Eren ailesi o günden beri oğullarını, daha açık konuşmak gerekirse onun bedeninden geri kalanları arıyor. Çünkü onun işkenceye karşı müthiş bir direnç gösterdiğine, bu yüzden işkenceciler tarafından öldürülüp belirsiz bir yere gömüldüğüne inanıyorlar ki birçok tanıklık da bu inancı doğruluyor. 

Biraz ilgililer Hayri Hoca’nın Türkiye’de “gözaltında kaybolanlar“ın en simge isimlerinden biri olduğunu bilir, onu kalın çerçeveli gözlüklü ve kalın bıyıklı (biz ona Mahir Çayan bıyığı derdik) fotoğrafından hatırlar. İşte o fotoğraf 1995 yılından itibaren cumartesi günleri Galatasaray Lisesi’nin önünde ailesi ve arkadaşları tarafından taşınır.

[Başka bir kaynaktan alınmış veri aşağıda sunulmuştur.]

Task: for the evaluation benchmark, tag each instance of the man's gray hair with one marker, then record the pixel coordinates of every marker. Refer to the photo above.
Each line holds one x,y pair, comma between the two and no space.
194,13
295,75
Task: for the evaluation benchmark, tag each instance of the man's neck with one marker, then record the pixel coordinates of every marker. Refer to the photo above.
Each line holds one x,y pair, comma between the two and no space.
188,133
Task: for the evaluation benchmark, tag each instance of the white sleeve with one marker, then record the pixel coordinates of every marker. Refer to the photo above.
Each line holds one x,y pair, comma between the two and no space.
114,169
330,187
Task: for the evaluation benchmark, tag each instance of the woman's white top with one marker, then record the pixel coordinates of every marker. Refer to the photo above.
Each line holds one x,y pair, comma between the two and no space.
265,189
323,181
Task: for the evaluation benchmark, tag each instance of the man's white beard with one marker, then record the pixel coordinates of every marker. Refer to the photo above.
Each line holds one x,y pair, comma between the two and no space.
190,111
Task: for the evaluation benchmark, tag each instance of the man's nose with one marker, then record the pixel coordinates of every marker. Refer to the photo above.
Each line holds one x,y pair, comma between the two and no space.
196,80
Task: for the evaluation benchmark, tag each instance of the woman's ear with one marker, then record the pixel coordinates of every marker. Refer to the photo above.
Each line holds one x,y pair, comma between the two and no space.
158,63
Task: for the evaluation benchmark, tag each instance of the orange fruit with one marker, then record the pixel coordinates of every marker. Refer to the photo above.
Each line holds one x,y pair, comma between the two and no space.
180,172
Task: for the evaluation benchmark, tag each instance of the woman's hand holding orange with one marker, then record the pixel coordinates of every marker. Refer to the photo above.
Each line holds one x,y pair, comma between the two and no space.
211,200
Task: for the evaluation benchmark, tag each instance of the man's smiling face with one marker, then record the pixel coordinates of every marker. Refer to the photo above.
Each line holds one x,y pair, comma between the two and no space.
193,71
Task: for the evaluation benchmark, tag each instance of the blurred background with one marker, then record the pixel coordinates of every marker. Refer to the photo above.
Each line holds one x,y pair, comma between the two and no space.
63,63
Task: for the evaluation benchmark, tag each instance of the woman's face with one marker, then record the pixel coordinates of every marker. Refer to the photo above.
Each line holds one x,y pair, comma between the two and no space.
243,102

Diğer bir deyişle Hayrettin Eren “Cumartesi Anneleri“ denince de ilk akla gelen isimlerden biridir.

Bugün Cumartesi Anneleri 300’üncü kez yine aynı yerde, bir dönem devrimcilerinin “egemen sınıflar”la özdeşleştirdiği Galatasaray Lisesi önünde bir araya geliyorlar.Başbakan Erdoğan, bir soru üzerine Cumartesi Anneleri’nin “kullanıldığını“ söylemişti. Onun bu sözlerini dün NTV Yazı İşleri programında Hayri Hoca’nın kardeşi, Vatan Gazetesi editörlerinden Faruk Eren‘e hatırlattığımda “Tek istediği oğlunun, çiçek bırakabileceği bir mezarı olan annemi kim kullanabilir ki!“ dedi.

Evet Hayri Hoca’nın ailesi, dostları aradan 30 yıl da geçse onun mezarı etrafında bir araya gelmek istiyorlar. Tabii bu arada ona (ve dolayısıyla hepimize) bu kötülüğü yapanların bulunup cezalandırılmasını da bekliyorlar, tıpkı tüm diğer kayıp yakınları gibi.